The 15 guiding FAIR Principles refer to the ‘(meta-)data’. What does that mean? On the one hand, they apply to the actual data elements (bit sequences). Examples of these include a text, a file, an image, source code of software, a 3D model, a service, or time series (audio signals). They can also refer to an aggregate of many units, which itself can be individually addressed, such as a database, a digitized book, the digitized materials of an estate, a recording system, software, or a research data publication with multiple components.
Metadata describes the properties of other data. It provides information about their content, properties, or structure, indicating the contexts in which they are found or how they can be used.
In the process of implementing the FAIR Principles, data and metadata take on different functions. The methods used to make data and the corresponding metadata FAIR can differ, and the degree of FAIRness can vary between the two components. Therefore, it is first necessary to identify the two components and structure them as digital objects (DO).
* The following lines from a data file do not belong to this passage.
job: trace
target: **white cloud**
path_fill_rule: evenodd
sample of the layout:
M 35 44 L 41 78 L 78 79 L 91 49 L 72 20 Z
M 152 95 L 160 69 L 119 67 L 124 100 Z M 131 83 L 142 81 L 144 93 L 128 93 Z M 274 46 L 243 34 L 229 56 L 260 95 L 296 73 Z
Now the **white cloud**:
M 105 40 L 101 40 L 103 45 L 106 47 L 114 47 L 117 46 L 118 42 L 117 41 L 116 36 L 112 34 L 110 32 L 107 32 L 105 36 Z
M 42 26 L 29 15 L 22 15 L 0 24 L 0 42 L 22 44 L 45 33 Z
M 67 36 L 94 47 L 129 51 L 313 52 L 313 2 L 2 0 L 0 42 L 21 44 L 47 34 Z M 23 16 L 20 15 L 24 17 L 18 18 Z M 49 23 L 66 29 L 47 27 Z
A digital object is initially ‘an object composed of a sequence of bit sequences’. This means that any file can be considered a digital object. Some digital objects can be structured in a simple way, such as a text file. A video, which consists of multiple elements (video track, audio track, container file, and possibly others), can be considered a complex digital object.
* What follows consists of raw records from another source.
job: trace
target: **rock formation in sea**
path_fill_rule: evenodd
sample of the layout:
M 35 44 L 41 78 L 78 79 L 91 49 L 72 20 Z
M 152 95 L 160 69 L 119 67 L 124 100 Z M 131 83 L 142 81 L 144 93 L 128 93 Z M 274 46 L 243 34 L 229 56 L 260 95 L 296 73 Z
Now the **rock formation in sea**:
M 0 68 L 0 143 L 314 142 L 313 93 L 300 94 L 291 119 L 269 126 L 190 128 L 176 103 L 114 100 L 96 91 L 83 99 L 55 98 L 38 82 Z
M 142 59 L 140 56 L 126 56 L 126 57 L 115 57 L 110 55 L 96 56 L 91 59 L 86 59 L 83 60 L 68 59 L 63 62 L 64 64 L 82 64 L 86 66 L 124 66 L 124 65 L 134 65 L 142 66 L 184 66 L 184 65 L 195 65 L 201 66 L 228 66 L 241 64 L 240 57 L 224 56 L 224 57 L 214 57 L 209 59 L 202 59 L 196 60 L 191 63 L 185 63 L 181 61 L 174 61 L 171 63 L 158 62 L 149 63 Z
For a digital object to be interpreted by machine agents, it must be addressable, structured, and typified. To achieve this, the bit sequence is assigned an identifier—preferably a globally unique and persistent identifier (PID) — along with a description of its properties in the form of a metadata unit. The bit sequence, PID, and metadata are linked through distinct relations to form an extended digital object, which can be addressed and processed as a unit of knowledge.
.
In the field of memory institutions (libraries, archives, museums), the term ‘metadata’ is generally used for the supplementary information with which the mostly physical objects, collections, and resources kept there are organized, described, and managed. It is thus quite common for metadata to refer to non-digital entities, which may be material or immaterial, concrete or abstract. Instead of referring to a bit sequence, metadata can relate, for example, to a painting, a libretto, a source text, a person, a geographic location, an event, or a concept from the history of ideas. If authority data for these non-digital entities are available, they can be addressed via authority data PIDs. In this case, the digital object contains a bit sequence of a dataset in a structured format, which itself contains metadata about a non-digital entity.
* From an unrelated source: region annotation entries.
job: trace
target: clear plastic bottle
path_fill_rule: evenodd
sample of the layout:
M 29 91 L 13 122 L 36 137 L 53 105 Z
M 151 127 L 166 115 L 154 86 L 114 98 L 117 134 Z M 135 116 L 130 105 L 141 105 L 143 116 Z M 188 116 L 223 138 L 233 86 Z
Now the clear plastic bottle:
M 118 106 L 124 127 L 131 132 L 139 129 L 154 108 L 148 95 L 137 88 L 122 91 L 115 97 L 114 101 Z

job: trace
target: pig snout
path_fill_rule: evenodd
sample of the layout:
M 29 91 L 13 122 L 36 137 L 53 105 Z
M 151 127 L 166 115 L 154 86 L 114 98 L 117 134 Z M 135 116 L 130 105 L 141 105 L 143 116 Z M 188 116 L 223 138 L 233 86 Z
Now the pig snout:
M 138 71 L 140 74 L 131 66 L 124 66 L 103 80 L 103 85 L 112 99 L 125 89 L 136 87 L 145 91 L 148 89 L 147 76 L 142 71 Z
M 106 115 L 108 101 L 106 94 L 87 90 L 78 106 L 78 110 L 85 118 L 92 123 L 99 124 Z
To better understand the function of metadata, it is helpful to divide them into different categories. They all play a role in ensuring the FAIRness of the data.
The metadata information relevant to the digital object can vary depending on the data format and the intended usage context. It is generally assumed that metadata can be found not only in the documentation created for them (e.g. in a database or table) but also at the level of software and system configurations or process control (e.g. log files), from which they must be extracted.
Administrative Metadata
Descriptive Metadata
The PID of the digital object typically leads to a landing page, an HTML page that displays metadata about the digital object. This page must provide enough information for both humans and machines to identify the digital object. Additionally, the landing page must offer access to the bit sequence itself (text, image, video), as well as to any other available metadata. Machine interpretability of the metadata can be ensured by embedding it into the header of the HTML page using schema.org.